O tempo e o progresso fizeram com que este tipo de sufoco fosse ficando para trás. Só que junto com ele, também a São Paulo que poderia ter sido. O fim dos anos 40, principalmente, marcaram para mim um dos mais importantes divisores de água de nossa cidade. Na arquitetura, na moda, no comportamento e nos costumes fomos aos poucos deixando o ar europeu das grandes imigrações da primeira metade do Século XX e passamos a firmar um passo rumo ao crescimento desenfreado e menos cortês dos dias atuais. É verdade que prefeitos como Prestes Maia e Faria Lima trouxeram nos anos 60 um ar de modernidade viária à cidade e desenvolveram conexões importantes entre as regiões da Capital, mas ao mesmo tempo fomos abrindo espaço para a verticalização, a concentração e a violência. Também é inegável a alta temperatura da mais pungente capital brasileira.
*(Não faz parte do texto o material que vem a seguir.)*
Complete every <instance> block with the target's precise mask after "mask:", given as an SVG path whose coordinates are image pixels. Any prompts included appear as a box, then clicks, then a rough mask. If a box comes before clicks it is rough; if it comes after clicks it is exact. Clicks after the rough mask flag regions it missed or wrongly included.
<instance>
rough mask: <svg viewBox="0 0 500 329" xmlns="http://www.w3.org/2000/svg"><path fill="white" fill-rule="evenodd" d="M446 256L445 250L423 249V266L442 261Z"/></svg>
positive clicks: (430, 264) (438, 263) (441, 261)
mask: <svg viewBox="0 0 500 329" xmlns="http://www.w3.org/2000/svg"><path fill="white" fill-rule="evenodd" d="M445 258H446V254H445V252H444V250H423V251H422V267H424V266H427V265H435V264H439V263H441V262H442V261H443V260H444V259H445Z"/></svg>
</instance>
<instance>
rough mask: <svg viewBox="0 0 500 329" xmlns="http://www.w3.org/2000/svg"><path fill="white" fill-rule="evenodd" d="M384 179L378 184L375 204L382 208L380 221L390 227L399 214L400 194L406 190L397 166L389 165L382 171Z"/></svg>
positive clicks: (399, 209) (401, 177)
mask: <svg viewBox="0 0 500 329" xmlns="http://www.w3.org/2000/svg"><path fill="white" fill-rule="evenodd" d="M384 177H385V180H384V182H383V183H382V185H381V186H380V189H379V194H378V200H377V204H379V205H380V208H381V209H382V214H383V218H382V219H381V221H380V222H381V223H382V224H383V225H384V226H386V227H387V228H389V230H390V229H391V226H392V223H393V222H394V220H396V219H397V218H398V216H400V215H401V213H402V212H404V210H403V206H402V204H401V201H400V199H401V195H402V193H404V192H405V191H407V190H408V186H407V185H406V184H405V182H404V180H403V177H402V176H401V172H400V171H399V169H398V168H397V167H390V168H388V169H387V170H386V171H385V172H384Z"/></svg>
Trabalho, arte, cultura, esportes, performance, inovação, dinheiro, tendências, gastronomia e tudo o que você quiser achar por aqui é possível de encontrar, da melhor qualidade, ou não. Ao ver fotos da São Paulo que nunca vivi, percebo que poderíamos ter sido um pouco mais Paris, Madrid, Londres ou Roma. Nossos cavalheiros bem vestidos e nossas damas de igual capricho, possivelmente teriam dado lugar a uma deselegância mais discreta. Mas já foi. Perdemos o bonde, ou melhor, perdemos o bonde, o chapéu, o paletó, a educação e o amor pela construção de uma cidade mais humana e gentil. Vivemos emulando a vocação brasileira para a exploração e o descaso.

Sou um paulistano absoluto, com orgulho de minha terra, mas ciente de que se não fizermos muito por ela, de dentro para fora, nada será refletido de fora para dentro. Nesta data costumamos exaltar as maravilhas, mas sempre aparece um chato para mostrar as armadilhas. Hoje esse chato sou eu. Termino apenas com um exemplo: a foto é do Belvedere-Trianon, de Ramos de Azevedo - em minha opinião um dos filhos mais ilustres da história da cidade. Abaixo, o terreno onde seriam construídos a Avenida Nove de Julho e o túnel que ligaria alguns bairros ao Centro. Em 1951, demoliram essa preciosidade para a Bienal Internacional de São Paulo e logo depois começaram a construir em seu lugar o MASP, museu inaugurado no mesmo ano em que nasci. Este é o retrato de São Paulo: em nome da "arte" enterram-se obras-primas. Para que ter o belo se estamos por aqui só de passagem?